Brumder Mansion, WI (A spirit of a five year old girl, Sarah who died from a fever, still plays here).
Jennie Wade House, PA (Orphan children used to find a reprieve from the abuse they received at the Orphanage. They as spirits still stay here.)
Clayton House, AR (A little spirit by the name of Grace still enjoys playing here. She probably lived here during the years when Clayton House was a boarding house that rented rooms).
Docents have seen out of the corner of their eyes shadows and glimpses of apparitions.
They have seen gray legs going up the stairs.
Lights have a mind of their own.
Unseen presences are felt in William’s Office by docents and tour participants.
Foot steps are heard. Doors open and shut by themselves.
Spirit of Powell Clayton
Described as a self-confident spirit, not afraid to talk to paranormal investigators.
He told them through a medium that he is attached to some of the items in the display case.
He appreciates the beautiful restoration of his brother’s house; especially the office area, where all four portraits of the brothers are hung on the wall.
Spirit of an Older Female
She is described as being gentle, peaceful spirit who wears her gray hair in a bun, and wears a brown dress.
Her see-through apparition has been seen by the windows and seen in Clayton’s Office area.
A repairman was fixing something in the office when he saw this apparition of a woman curiously watching him; keeping him company. He continued in his project and left as calmly as he could manage. He tried to take a photo of her from his cell phone.
Spirit of the Grumpy Male; Perhaps Mr Sutton or William Clayton
Docents and visitors have seen a tall man in a suit and top hat scowling at them in various parts of the house.
In one of the bedrooms, one docent heard the door to this room, slam shut, and then heard the stomping of boots on the room’s floor boards.
During a paranormal event, the greeter on the front porch saw a man peek at him around the corner of the house but he wasn’t showing his usual grumpy face. The greeter thought it was a group participant for this paranormal class who had come in costume. When he got up to investigate, no one was there.
This spirit may have mellowed a bit, and is slowly getting used to so many people coming into his private space of peace.
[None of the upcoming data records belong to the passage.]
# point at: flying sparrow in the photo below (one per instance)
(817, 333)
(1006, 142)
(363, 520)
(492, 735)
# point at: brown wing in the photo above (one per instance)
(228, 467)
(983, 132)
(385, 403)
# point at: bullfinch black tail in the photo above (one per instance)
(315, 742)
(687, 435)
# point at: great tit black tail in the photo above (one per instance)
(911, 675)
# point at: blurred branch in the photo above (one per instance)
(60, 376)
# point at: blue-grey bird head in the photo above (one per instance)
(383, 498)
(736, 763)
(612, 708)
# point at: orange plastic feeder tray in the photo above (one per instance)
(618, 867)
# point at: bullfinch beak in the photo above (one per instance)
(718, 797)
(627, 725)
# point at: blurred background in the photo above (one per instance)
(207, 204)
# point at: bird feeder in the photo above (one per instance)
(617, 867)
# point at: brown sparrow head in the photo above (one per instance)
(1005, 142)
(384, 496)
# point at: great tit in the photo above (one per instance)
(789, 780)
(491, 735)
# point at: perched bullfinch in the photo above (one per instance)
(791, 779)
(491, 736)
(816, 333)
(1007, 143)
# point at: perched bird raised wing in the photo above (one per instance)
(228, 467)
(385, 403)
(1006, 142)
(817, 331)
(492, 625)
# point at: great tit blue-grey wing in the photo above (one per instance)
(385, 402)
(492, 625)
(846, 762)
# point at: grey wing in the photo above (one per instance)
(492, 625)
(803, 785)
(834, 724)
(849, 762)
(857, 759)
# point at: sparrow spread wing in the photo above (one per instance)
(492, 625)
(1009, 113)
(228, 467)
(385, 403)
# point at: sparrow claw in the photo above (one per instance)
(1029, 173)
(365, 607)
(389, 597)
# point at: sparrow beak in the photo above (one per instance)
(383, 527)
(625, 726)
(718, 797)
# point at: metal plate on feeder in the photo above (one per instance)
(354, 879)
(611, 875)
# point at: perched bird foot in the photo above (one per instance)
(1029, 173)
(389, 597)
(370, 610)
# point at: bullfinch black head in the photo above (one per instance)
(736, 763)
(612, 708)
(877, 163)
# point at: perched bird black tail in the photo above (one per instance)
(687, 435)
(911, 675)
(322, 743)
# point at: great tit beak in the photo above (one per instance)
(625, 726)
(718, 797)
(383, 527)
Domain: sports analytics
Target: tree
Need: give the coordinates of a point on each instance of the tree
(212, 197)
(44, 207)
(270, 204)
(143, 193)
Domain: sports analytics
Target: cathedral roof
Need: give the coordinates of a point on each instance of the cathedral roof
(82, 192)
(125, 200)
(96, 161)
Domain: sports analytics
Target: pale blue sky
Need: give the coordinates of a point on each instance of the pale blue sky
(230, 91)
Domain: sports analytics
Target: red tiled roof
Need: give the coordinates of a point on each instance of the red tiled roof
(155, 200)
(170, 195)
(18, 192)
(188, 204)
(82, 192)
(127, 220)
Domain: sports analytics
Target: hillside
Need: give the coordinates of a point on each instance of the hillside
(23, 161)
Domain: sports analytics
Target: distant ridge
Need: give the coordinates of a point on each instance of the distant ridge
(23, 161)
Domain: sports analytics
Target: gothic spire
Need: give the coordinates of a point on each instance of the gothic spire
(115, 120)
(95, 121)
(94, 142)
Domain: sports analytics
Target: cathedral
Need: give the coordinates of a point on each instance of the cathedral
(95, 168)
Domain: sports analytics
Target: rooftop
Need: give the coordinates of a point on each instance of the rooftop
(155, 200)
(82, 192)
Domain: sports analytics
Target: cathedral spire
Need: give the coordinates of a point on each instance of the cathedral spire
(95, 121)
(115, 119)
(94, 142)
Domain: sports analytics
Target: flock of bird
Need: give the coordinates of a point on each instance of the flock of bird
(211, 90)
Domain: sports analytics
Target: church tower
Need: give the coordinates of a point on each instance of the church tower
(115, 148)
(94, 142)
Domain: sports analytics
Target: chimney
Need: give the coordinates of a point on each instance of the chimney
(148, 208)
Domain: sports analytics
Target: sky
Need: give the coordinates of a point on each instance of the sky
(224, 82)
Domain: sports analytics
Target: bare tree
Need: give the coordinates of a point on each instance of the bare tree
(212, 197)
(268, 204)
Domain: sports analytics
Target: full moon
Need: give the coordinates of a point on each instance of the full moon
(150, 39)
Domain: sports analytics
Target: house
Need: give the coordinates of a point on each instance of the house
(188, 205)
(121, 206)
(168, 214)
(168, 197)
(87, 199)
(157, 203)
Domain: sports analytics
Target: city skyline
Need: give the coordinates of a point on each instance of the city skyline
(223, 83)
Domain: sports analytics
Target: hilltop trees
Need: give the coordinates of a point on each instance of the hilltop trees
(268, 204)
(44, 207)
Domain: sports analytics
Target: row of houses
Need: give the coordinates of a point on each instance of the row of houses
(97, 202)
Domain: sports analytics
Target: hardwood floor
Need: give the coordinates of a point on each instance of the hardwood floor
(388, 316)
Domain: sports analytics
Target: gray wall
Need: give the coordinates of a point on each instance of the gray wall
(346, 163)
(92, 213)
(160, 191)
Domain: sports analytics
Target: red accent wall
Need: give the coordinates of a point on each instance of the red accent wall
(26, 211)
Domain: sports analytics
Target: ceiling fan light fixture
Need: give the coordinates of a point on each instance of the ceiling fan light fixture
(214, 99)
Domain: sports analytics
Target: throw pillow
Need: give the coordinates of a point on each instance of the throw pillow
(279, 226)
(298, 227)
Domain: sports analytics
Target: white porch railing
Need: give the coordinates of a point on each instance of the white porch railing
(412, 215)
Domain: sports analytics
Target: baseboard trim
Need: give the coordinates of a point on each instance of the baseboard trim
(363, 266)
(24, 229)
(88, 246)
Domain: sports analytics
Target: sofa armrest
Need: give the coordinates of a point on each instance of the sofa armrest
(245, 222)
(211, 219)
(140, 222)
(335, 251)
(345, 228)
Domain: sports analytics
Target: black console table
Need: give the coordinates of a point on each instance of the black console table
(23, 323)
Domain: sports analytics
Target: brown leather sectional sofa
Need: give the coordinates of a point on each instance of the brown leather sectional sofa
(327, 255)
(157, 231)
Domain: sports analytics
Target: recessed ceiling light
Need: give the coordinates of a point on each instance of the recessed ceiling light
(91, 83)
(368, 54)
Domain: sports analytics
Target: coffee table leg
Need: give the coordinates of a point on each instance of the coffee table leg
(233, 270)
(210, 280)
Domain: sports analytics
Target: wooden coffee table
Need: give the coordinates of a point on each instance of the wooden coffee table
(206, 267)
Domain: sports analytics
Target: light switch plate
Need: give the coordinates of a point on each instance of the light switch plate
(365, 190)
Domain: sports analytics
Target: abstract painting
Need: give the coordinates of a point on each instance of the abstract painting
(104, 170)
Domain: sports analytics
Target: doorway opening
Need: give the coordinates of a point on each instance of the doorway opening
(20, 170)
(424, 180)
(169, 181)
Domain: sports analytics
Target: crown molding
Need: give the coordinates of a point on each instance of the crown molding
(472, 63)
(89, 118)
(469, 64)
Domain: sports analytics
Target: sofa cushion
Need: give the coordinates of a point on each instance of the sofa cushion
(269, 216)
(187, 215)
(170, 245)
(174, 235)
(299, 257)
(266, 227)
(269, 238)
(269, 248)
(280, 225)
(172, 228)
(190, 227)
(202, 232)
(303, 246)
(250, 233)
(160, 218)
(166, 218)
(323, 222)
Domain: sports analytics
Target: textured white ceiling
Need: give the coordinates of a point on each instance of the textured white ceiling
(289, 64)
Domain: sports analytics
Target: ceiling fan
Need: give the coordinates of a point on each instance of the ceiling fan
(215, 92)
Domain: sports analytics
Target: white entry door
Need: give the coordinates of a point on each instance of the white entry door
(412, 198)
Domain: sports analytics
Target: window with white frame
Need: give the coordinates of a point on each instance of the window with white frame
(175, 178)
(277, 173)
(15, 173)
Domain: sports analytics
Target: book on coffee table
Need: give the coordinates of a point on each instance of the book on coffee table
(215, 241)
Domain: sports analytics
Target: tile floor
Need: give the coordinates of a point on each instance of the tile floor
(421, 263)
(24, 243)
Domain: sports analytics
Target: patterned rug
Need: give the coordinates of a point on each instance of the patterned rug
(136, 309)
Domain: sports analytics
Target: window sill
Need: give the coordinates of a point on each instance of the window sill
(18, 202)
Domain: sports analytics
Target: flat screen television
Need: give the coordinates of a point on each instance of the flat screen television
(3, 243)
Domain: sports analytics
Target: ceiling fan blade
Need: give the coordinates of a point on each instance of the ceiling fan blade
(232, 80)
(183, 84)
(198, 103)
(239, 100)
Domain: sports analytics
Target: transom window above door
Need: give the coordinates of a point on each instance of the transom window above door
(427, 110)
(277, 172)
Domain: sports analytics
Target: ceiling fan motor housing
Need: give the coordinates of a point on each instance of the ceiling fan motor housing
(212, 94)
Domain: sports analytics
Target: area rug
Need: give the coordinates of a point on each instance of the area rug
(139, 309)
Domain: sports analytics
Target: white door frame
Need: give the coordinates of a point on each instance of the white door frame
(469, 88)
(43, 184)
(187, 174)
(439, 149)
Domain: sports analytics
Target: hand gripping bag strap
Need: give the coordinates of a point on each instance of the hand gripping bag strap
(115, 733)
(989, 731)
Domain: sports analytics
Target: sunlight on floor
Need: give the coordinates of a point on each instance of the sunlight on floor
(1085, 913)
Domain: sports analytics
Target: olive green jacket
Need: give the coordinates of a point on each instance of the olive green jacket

Spirit of a Little Girl, Grace
The spirit of Grace plays all over the house.
She has been seen by docents, and visitors and known by other spirits who reside here.
She could be Mr. Sutton’s daughter who died here which would offer another explanation as to why Mr. Sutton may be here.
She may be the one who likes to play with the lights.
Since the house was restored and opened as a museum and event space, the living have experienced a boatload of activity stated above.
The NWA Ghost Connection team led by medium Lori Davies came up with some hard evidence that supports the claims made and the personal experiences reported by docents, repairman, visitors and tour participants.
They came to Clayton House armed with technical equipment and their medium leader in tow. Up in the bedroom, a spirit talked with them through flashlights.
Down in the office, they had a talk with the spirit of Powell. They also caught some interesting EVPs. One spirit was calling for a female spirit, “Anna.”
Paranormal Tours held here have also been successful in catching some hard evidence and having personal experiences.
A big Yes Indeed! Spirits here have found some comfort and peace, even if they have tp share their beloved home with the living. The spirit who isn’t afraid to communicate and help is Powell Clayton. The three other spirits may be a little bashful or annoyed, but they have accepted that the living will use their home as well.
514 N 6th St, Fort Smith, AR 72901
The Clayton House Museum is located near the corner of N. 6th St and NF Street.